For good reasons, the results reported by Diemand-Yauman et al. (2011), accompanied by the clever title, “Fortune favors the bold (and the italicized): effects of disfluency on educational outcomes,” have had a big impact, not only among researchers, but also in the public media. First, from a common-sense standpoint, why should making to-be-learned materials harder to read by virtue of a more-difficult-to-read typeface have any benefits? Second, from a research standpoint, what kind of productive processing might be triggered by disfluency? And third, could introducing disfluency be an important, if surprising, way to increase comprehension? That is, if such a manipulation were able to improve metacognitive accuracy and/or benefit learning, then it would be a valuable—not to mention a fairly simple—intervention.

As the editors of this special issue point out, in the years since the appearance of Diemand-Yauman et al.’s intriguing findings there have been many follow-up studies using a variety of methods and materials, a number of which have failed to replicate Diemand-Yauman et al.’s dramatic findings. In that context, a more thorough investigation of the potential benefits of perceptual disfluency and its possible boundary conditions is clearly desirable, and this special issue constitutes just such an investigation. The six impressive studies in this special issue test a variety of boundary conditions for the effect of disfluency on metacognitive judgments, reading time, recall, and comprehension. They examine, collectively, various factors that may moderate or mediate the effect of disfluency. They employ a variety of materials, including word lists, passages, and problem-solving tasks; they examine a range of degrees of disfluency; and they include a broad spectrum of other potentially moderating or mediating variables—even different media of presentation, such as paper versus a computer screen. We first provide brief summaries of the papers in this issue and then conclude with some broader comments on disfluency and when difficulties are and are not desirable.

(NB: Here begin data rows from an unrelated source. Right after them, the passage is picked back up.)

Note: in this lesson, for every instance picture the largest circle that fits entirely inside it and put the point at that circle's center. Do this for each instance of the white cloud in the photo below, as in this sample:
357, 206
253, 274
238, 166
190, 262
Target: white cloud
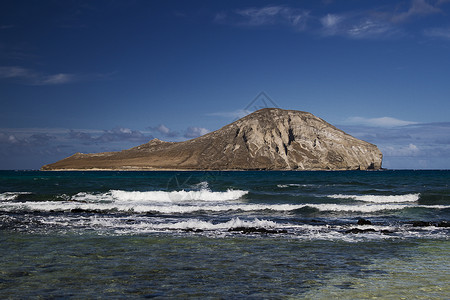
417, 8
33, 77
331, 21
193, 132
240, 113
377, 22
164, 130
378, 122
268, 15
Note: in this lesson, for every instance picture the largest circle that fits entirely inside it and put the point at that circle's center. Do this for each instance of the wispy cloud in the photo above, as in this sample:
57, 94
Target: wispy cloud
268, 15
417, 8
379, 22
240, 113
378, 122
164, 131
114, 135
33, 77
193, 132
440, 33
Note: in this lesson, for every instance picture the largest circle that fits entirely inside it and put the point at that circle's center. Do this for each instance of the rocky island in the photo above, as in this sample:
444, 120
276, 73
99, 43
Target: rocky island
268, 139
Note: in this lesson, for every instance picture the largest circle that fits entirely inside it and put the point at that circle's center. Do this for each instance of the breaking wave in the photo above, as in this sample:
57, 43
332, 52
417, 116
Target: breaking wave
379, 198
160, 196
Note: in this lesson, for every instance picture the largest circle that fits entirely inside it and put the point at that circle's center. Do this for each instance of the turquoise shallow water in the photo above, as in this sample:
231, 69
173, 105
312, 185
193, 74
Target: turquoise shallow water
225, 235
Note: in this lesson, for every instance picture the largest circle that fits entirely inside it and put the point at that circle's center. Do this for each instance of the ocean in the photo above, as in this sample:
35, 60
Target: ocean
225, 235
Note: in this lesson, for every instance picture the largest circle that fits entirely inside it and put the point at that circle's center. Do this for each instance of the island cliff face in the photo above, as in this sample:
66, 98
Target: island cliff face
268, 139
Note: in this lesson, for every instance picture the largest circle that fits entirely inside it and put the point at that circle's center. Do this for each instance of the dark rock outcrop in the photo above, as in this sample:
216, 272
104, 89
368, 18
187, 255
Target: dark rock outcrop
268, 139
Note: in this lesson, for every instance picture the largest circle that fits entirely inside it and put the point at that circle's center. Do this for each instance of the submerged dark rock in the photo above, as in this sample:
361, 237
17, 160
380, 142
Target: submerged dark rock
421, 224
268, 139
364, 222
443, 224
256, 230
357, 230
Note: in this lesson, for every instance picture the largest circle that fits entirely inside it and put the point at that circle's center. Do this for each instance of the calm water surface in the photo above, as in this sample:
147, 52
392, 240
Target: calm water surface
314, 235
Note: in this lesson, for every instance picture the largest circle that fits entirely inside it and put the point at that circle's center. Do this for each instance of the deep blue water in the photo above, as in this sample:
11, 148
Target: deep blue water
255, 235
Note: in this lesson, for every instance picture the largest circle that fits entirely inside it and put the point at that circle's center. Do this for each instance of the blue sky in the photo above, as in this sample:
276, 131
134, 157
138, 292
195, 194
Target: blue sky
90, 76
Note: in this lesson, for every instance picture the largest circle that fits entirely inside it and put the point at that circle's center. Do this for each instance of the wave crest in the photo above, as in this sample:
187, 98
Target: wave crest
379, 198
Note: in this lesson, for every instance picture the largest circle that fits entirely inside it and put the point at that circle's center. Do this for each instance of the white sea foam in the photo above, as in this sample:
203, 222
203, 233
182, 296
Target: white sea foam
294, 185
177, 208
8, 196
118, 196
379, 198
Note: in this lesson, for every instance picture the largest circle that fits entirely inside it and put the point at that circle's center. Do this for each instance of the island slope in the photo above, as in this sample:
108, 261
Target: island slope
268, 139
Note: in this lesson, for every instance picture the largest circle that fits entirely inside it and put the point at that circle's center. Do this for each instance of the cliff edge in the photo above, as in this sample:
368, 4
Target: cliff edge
268, 139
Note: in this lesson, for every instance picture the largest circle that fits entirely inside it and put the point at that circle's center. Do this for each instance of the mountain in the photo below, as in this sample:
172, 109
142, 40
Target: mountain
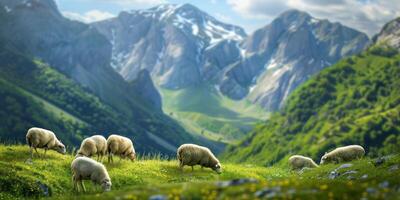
183, 46
355, 101
290, 50
82, 55
167, 40
390, 34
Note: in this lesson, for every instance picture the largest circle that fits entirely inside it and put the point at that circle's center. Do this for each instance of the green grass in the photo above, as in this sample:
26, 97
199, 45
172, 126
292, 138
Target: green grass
203, 111
151, 176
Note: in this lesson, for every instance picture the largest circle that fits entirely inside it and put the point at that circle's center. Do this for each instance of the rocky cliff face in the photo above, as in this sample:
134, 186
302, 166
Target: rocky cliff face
182, 46
390, 34
292, 48
143, 86
35, 28
74, 48
168, 40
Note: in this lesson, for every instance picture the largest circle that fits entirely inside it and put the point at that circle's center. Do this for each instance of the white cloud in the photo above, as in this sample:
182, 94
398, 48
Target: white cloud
368, 16
90, 16
136, 2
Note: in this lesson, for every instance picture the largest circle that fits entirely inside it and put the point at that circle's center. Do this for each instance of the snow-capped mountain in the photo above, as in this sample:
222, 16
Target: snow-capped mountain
168, 40
181, 46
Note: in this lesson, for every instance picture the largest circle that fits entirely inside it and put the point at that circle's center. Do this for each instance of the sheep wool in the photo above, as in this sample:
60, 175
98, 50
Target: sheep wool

The articles in this special issue

Eitel and Kuhl (this issue) focus on the suspected mechanism by which perceptual disfluency is proposed to provide its advantage—by causing slower, deeper, more effortful processing. In order to compare disfluency with another condition that also appears to lead to such processing, the authors introduce the variable of test expectancy. Participants read a passage in either fluent or disfluent font accompanied by static images; half the participants were told to expect a test later, and half were not. Eitel and Kuhl found that while high text expectancy led to improved scores on both retention and transfer tests, the disfluency manipulation had no effect. They conclude that disfluency does not automatically elicit effortful processing, but also suggest the complexity of the learning material as a potential moderating factor. Related to complexity, it is also possible that the fluent image allowed participants to overcome any disadvantage due to the fluency or disfluency of the text, suggesting yet another possible moderating factor.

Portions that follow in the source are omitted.